Broadcom’s Israeli subsidiary faces $70 million tax demand over IP sale
Tax Authority accuses CA Israel of undervaluing cybersecurity assets sold internally in 2010.
The Israeli Tax Authority is demanding an additional tax payment of approximately a quarter of a billion shekels from the technology company CA Israel, including interest and linkage, alleging that the company significantly underreported the value of a cybersecurity business it sold nearly 15 years ago. According to the Authority, CA Israel reduced the reported value of the startup activity by a factor of five, reporting it at approximately 111 million shekels (approximately $31.5M) instead of its true market value, estimated at 667 million shekels ($189M).
CA Israel is a subsidiary of the American multinational corporation CA Technologies, which was acquired in 2018 by chip giant Broadcom, now traded on the NASDAQ with a market capitalization nearing $1.1 trillion. The dispute concerns a startup called Memco, founded in the 1990s. Memco, along with another company it owned called AbirNet, developed four cybersecurity software products, the most notable of which was SeOS.
In 2000, Memco was acquired by CA Technologies and renamed CA Software Israel. The U.S. parent company marketed Memco’s software globally, while the Israeli subsidiary received royalties amounting to 35% of the revenue. According to CA Israel’s reports, it generated an average annual income of about 70 million shekels and a cumulative total of over half a billion shekels between 2002 and 2009.
In 2010, a decade after the acquisition, CA Israel transferred its intellectual property to CA Global, at least according to its own filings, valuing the transaction at 111 million shekels for tax purposes. However, since the company had accumulated tax losses totaling 134 million shekels, the transfer resulted in zero tax liability in Israel.
The Tax Authority disputes this valuation, citing the transaction’s nature as one between related parties (a parent company and its subsidiary). It argues that CA Israel should have calculated the capital gain based on the fair market value of the business activity, not the declared amount in the internal transaction. "The foreign corporation exploited its control over the Israeli entity to shift valuable technology abroad at a fraction of its true worth," said a source familiar with the case.

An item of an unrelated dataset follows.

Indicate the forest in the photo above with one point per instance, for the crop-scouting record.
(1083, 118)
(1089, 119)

Economically, the implications are significant. The Tax Authority issued a revised tax assessment based on a valuation of 667 million shekels, resulting in a tax liability of roughly 250 million shekels. CA Israel, now part of Broadcom through the chain of ownership, challenged the assessment in the Tel Aviv District Court. That appeal was rejected, and the company is currently pursuing the case in Israel’s Supreme Court.
Separately, Calcalist previously revealed that a criminal investigation into CA Technologies was launched but later closed at the request of the defendant, citing foreign policy and national security concerns.